# Windows Start dauert trotz SSD lange



## Poenni (5. Oktober 2011)

Hallo,

ich habe die SSD "Crucial M4 128GB". Diese habe ich partitioniert, einmal ~75 GB fürs System und ~45 GB für oft gebrauchte Programme.
Das Problem ist, dass beim booten ca. 1 Minute das Windows Logo angezeigt wird. Das ging vorher mit meinen normalen HDD's sogar schneller.
Bei normalen Arbeiten am Rechner ist auch alles sehr schnell. Programme öffnen sofort, etc. 
Im Bios ist AHCI eingestellt.
Anbei habe ich drei Benchmarks angehängt. 

Weitere Technische Daten:

Mainboard: Gigabyte GA-MA770-UD3
CPU:AMD Athlon II X3 435 Processor
Grafikkarte: GeForce 9800 GT
RAM: 2x2 GB G.Skill 800 Mhz
OS: Win 7 Home Premium 64bit


----------



## PHENOMII (5. Oktober 2011)

Hi,
du kannst den Systemstart beschleunigen, indem du regelmäßig einfach mal den Prefetch-Ordner im Windowsverzeichnis (x:\Windows\Prefetch) leerst. 

LG


----------



## thom_cat (5. Oktober 2011)

teste mal mit dem amd ahci treiber.
ist dein bios aktuell?


----------



## mojoxy (6. Oktober 2011)

Warum partitioniert man ein 128GB Laufwerk? 

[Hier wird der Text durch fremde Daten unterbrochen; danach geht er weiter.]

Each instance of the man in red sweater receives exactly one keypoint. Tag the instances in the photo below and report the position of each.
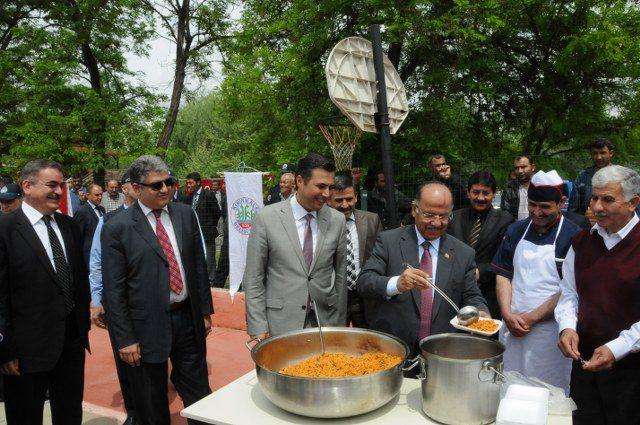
(599, 309)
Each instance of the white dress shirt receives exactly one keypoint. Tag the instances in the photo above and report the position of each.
(566, 311)
(434, 246)
(35, 218)
(168, 226)
(353, 235)
(299, 214)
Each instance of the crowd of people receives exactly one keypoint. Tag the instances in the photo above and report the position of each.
(140, 261)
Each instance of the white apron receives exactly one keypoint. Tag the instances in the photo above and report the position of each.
(535, 280)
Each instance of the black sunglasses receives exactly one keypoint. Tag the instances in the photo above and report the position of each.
(170, 182)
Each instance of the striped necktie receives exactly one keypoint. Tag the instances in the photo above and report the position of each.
(474, 236)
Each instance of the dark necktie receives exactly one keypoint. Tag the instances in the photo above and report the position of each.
(352, 273)
(426, 295)
(474, 236)
(175, 278)
(63, 271)
(307, 246)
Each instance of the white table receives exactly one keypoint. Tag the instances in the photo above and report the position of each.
(242, 402)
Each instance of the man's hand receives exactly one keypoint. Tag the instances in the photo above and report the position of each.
(10, 368)
(568, 344)
(207, 325)
(516, 324)
(602, 359)
(412, 278)
(97, 317)
(131, 354)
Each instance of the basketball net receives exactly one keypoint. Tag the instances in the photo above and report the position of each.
(343, 137)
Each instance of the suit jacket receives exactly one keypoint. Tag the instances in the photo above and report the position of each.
(368, 226)
(208, 212)
(400, 315)
(493, 230)
(277, 281)
(32, 307)
(88, 221)
(135, 277)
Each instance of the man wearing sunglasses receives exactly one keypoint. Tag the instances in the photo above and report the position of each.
(156, 293)
(395, 279)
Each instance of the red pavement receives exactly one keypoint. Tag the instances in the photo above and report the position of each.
(227, 358)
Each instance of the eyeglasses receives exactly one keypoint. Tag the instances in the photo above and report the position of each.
(170, 182)
(431, 216)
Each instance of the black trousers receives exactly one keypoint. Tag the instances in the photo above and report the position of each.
(123, 379)
(355, 310)
(189, 375)
(610, 397)
(222, 271)
(25, 393)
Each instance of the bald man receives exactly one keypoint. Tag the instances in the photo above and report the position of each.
(399, 300)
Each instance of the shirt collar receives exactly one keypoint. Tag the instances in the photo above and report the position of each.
(298, 210)
(146, 210)
(434, 243)
(622, 233)
(33, 215)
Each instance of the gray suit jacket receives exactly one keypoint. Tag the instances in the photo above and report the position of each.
(400, 315)
(368, 226)
(276, 279)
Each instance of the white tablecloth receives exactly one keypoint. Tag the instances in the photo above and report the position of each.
(242, 402)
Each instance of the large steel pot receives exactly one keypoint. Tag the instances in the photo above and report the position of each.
(460, 378)
(327, 397)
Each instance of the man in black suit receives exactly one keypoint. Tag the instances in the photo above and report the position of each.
(362, 231)
(156, 294)
(403, 303)
(44, 303)
(205, 204)
(482, 227)
(88, 216)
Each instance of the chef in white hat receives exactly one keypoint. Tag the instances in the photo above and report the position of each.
(528, 266)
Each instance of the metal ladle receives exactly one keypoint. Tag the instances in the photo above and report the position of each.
(466, 315)
(315, 310)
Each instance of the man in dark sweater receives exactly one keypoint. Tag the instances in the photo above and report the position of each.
(598, 312)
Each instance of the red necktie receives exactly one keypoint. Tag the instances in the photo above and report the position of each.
(175, 279)
(426, 295)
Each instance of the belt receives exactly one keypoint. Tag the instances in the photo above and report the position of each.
(178, 305)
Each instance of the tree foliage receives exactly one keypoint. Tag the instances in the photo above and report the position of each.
(485, 78)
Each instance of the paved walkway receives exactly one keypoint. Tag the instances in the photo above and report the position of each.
(227, 358)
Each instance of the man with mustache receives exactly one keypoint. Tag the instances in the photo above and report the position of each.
(395, 278)
(289, 274)
(362, 230)
(598, 312)
(482, 227)
(514, 196)
(44, 303)
(528, 265)
(601, 151)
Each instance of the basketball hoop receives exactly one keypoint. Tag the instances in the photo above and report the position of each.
(343, 137)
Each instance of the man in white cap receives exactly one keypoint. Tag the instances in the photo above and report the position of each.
(528, 266)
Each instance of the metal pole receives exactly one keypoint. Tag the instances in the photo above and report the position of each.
(382, 124)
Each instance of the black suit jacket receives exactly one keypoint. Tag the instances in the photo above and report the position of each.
(135, 275)
(32, 308)
(88, 221)
(368, 226)
(493, 230)
(400, 315)
(208, 212)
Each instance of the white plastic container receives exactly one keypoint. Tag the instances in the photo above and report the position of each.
(521, 412)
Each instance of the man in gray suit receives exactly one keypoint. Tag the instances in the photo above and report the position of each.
(294, 248)
(362, 231)
(403, 302)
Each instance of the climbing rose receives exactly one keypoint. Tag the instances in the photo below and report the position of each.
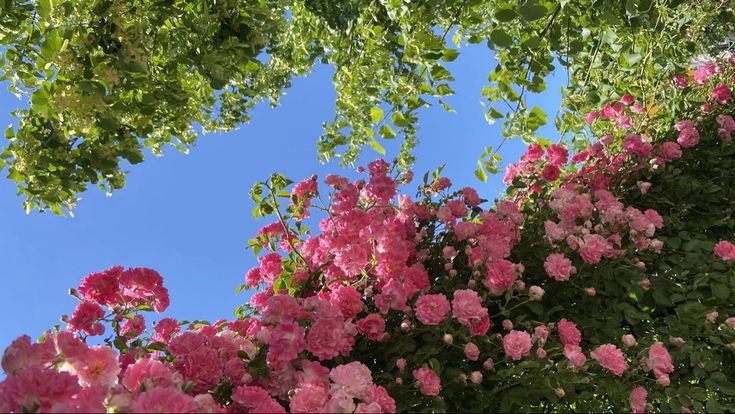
(610, 358)
(725, 250)
(517, 344)
(429, 382)
(559, 267)
(432, 309)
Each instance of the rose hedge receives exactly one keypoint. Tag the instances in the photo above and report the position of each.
(603, 282)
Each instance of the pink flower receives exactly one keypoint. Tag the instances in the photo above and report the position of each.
(429, 382)
(688, 137)
(500, 276)
(721, 93)
(348, 300)
(432, 309)
(355, 379)
(102, 287)
(681, 82)
(712, 316)
(610, 358)
(37, 390)
(254, 399)
(467, 307)
(568, 332)
(471, 351)
(559, 267)
(658, 360)
(98, 366)
(286, 341)
(470, 197)
(309, 399)
(22, 354)
(86, 319)
(373, 326)
(575, 355)
(725, 250)
(535, 293)
(517, 344)
(165, 329)
(131, 328)
(145, 286)
(594, 247)
(164, 400)
(638, 400)
(145, 374)
(557, 155)
(591, 116)
(550, 173)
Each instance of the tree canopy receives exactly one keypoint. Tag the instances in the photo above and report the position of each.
(101, 80)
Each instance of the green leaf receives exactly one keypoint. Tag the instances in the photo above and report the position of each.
(500, 38)
(399, 120)
(376, 114)
(505, 15)
(532, 12)
(377, 147)
(387, 132)
(480, 172)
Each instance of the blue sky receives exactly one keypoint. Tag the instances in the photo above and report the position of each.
(189, 216)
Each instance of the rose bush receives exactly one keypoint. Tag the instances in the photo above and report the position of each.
(602, 282)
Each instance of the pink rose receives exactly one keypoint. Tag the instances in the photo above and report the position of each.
(432, 309)
(517, 344)
(610, 358)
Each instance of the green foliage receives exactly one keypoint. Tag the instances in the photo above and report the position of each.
(105, 78)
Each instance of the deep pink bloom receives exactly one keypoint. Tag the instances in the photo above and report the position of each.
(254, 399)
(432, 309)
(688, 137)
(550, 173)
(22, 354)
(568, 332)
(164, 400)
(500, 276)
(102, 287)
(517, 344)
(373, 326)
(557, 155)
(348, 300)
(86, 319)
(309, 398)
(721, 93)
(467, 307)
(610, 358)
(429, 382)
(725, 250)
(147, 373)
(355, 379)
(638, 400)
(37, 390)
(559, 267)
(471, 351)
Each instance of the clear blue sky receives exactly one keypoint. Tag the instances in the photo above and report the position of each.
(189, 216)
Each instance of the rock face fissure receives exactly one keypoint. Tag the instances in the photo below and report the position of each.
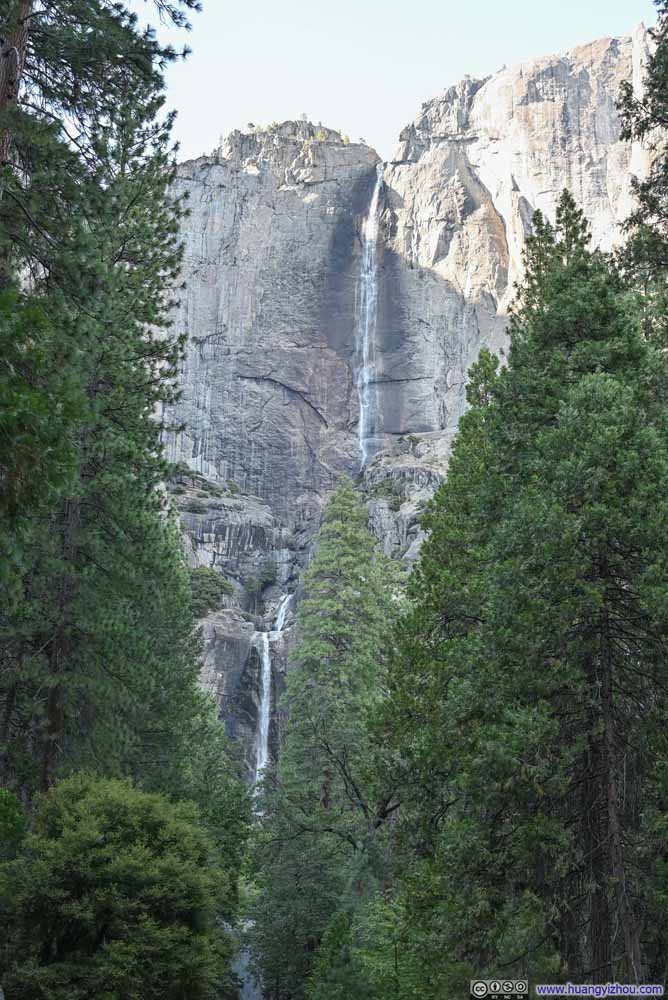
(366, 326)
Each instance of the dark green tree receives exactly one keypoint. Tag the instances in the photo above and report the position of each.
(115, 894)
(98, 634)
(644, 257)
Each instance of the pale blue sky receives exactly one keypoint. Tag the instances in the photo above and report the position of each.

Daran sollte es aber nicht liegen. Die Benchmarks sind ja auch i.O. Hast du dein Windows frisch auf das SSD installiert oder irgendwie von der HDD geklont?


----------



## thom_cat (6. Oktober 2011)

erinnere mich dunkel, dass es mit gigabyte boards da gerne mal probleme gab was den boot angeht.


----------



## Poenni (6. Oktober 2011)

Hallo,
erstmal danke für die Antworten. Habe schon nach aktuellen AHCI-Treibern gesucht aber für mein Mainboard gibt es keine aktuellen da ich keine AMD SB800 Southbridge oder neuer habe sondern nur die SB700. Mein Bios habe ich nie aktualisiert. Getreu dem Motto: "Never touch a running system!"


----------



## mojoxy (6. Oktober 2011)

War nicht die SB700 sowieso sehr "eigensinnig". Ich habe zwar schon seit langem kein AMD-System mehr gehabt, aber kann mich da an viele Problemberichte erinnern


----------



## thom_cat (7. Oktober 2011)

Dann Versuch auf jeden Fall mal ein BIOS Update.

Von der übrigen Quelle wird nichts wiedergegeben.